Trois élèves sont carrément couchés sur leur bureau, la tête dans les bras, les yeux fermés, la bouche ouverte. Trois autres sont en train de parler, de s’échanger un papier ou autre chose, sans gêne aucune et sans même vérifier de temps en temps si le prof les regarde ou non. Deux lisent un roman, un autre joue avec son cellulaire, une fille devant moi dessine. Ça fait déjà le tiers de la classe qui aurait aussi bien pu ne pas être là. En tout, nous sommes trente à être en classe. Je ne dis pas « présents », car ce serait encore un grand mot.

Et moi, je ne suis pas couché et je ne dessine jamais, mais il n’y a tout de même aucune information qui pénétre dans ma tête. Mon cerveau pèse comme du plomb derrière mes paupières, j’en oublie d’écouter. Encore. Ça m’arrive souvent ces temps-ci.

Vaguement inquiet, je fais un effort pour sortir de ma torpeur et saisir au moins où le professeur est rendu dans son discours. Je me rends compte premièrement qu’il n’a pas beaucoup avancé, deuxièmement que ce qu’il dit est d’une simplicité effarante. Par exemple que le concept de « nation » est discutable, pas facile à définir. Donc, on peut s’inspirer de la définition qu’en font certains monsieurs différents pour se construire la nôtre.
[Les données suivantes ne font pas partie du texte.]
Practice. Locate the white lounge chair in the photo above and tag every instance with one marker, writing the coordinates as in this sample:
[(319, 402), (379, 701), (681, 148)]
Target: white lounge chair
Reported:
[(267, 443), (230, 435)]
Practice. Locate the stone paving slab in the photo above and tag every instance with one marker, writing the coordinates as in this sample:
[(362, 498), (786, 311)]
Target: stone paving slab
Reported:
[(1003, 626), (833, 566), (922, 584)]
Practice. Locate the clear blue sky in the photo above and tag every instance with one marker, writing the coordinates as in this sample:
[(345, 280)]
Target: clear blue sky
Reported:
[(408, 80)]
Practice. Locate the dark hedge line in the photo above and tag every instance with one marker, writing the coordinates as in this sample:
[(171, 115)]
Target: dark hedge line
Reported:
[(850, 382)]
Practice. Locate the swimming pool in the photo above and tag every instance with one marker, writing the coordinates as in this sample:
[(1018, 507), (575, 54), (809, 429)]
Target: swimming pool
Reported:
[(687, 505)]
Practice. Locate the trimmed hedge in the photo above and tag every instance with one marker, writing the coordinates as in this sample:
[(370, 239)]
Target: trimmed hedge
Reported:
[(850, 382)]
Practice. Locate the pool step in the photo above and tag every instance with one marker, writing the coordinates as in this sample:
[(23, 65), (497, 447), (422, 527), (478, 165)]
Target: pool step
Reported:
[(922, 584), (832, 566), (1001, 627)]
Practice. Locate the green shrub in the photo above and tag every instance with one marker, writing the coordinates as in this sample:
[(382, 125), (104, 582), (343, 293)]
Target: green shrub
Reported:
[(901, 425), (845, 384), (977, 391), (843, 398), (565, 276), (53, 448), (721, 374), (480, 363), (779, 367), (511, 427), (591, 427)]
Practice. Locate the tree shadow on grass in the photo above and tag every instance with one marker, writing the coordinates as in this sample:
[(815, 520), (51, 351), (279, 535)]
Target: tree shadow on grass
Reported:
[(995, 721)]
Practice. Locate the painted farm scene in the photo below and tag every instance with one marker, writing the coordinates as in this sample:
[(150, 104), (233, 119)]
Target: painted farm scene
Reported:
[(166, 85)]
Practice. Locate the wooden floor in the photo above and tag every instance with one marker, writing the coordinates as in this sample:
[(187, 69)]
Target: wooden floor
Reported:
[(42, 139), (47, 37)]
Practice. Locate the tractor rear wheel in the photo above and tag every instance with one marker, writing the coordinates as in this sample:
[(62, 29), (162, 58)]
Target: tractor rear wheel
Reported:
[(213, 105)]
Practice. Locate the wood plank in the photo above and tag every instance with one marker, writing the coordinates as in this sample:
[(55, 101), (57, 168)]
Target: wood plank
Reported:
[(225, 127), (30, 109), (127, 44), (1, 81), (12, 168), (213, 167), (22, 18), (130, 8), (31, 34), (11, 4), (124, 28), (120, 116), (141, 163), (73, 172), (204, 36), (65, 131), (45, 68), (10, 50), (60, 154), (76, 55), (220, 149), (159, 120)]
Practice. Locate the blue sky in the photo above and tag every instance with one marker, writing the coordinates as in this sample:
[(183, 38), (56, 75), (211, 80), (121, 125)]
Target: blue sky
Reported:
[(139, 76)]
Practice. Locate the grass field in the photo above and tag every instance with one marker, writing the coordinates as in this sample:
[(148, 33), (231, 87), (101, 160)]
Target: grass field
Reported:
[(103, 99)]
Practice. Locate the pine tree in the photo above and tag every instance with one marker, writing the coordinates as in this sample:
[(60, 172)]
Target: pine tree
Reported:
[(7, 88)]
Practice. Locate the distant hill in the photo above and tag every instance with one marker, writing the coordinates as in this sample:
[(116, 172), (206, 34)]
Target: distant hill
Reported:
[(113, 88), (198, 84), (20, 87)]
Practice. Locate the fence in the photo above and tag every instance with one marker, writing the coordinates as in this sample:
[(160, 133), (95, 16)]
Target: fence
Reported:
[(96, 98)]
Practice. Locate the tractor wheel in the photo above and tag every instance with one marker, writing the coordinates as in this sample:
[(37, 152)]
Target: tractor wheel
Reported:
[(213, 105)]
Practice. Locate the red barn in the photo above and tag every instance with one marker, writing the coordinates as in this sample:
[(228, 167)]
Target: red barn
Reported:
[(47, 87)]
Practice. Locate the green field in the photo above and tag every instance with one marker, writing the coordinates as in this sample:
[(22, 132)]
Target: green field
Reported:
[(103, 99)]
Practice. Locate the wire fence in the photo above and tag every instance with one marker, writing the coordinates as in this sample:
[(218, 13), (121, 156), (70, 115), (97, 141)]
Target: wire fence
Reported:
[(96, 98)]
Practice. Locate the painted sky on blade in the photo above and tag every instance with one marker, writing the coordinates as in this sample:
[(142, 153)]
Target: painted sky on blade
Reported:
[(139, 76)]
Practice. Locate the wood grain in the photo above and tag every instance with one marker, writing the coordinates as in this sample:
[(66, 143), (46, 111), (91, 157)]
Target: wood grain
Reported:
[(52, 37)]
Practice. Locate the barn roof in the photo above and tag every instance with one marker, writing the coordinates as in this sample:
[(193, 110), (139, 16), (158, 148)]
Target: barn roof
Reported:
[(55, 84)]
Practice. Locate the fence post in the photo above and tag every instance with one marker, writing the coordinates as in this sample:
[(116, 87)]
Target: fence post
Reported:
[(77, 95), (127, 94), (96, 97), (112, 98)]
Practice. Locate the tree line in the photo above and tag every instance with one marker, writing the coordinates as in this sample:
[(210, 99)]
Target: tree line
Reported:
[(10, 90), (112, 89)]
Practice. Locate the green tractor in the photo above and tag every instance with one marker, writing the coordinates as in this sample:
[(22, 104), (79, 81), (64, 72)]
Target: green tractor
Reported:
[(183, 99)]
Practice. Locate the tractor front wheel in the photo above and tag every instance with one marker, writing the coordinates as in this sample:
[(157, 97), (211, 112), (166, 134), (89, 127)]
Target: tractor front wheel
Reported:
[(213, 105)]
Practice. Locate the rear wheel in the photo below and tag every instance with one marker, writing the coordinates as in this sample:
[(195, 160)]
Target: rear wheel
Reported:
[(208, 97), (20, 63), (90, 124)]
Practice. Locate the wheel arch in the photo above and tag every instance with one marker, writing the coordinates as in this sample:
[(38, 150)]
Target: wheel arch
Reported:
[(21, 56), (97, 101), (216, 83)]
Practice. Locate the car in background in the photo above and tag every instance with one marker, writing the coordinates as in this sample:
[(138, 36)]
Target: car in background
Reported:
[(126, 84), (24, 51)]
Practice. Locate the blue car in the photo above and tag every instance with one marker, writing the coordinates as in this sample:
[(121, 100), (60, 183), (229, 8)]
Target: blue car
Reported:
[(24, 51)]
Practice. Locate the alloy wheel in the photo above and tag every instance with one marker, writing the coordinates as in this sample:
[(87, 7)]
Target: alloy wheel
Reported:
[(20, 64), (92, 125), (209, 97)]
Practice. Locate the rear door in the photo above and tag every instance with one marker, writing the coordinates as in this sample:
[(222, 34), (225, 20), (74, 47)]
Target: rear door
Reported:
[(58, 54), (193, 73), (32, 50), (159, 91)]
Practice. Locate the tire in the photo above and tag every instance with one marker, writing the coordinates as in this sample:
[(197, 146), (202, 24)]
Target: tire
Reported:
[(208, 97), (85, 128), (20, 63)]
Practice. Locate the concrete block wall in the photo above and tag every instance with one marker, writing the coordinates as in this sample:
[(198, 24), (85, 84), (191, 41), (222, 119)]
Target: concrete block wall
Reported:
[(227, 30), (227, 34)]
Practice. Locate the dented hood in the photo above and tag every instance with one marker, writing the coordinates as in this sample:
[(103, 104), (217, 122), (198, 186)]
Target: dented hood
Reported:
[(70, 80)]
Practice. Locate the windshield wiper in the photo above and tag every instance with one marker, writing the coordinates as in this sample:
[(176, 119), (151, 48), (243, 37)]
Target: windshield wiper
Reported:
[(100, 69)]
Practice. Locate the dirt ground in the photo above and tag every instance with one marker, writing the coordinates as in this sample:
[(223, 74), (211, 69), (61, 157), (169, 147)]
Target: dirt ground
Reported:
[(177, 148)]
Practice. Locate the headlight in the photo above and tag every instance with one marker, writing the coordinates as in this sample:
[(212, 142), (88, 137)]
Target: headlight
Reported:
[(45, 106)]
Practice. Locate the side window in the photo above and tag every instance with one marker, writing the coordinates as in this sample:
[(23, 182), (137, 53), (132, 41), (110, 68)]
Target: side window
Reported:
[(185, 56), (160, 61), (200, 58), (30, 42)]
J’attrape une phrase comique : « Je sais qu’à 17 ans, on n’a pas le cerveau encore tout à fait apte à saisir des concepts abstraits comme celui-ci… » Je ris un peu. Et je me sens tellement jeune. Le moron dans les vapes qui rit tout seul au fond de la classe, c’est moi maintenant.

Je décide alors que mon état second est beaucoup plus agréable que d’écouter le prof. Je replonge en demi-sommeil.

Le cours passe comme dans du beurre. Malgré la totale inertie intellectuelle d’à peu près tout le monde, aucun heurt, on arrive même à répondre aux questions. Facile : le prof voulait connaître notre opinion.

On en apprend tous les jours.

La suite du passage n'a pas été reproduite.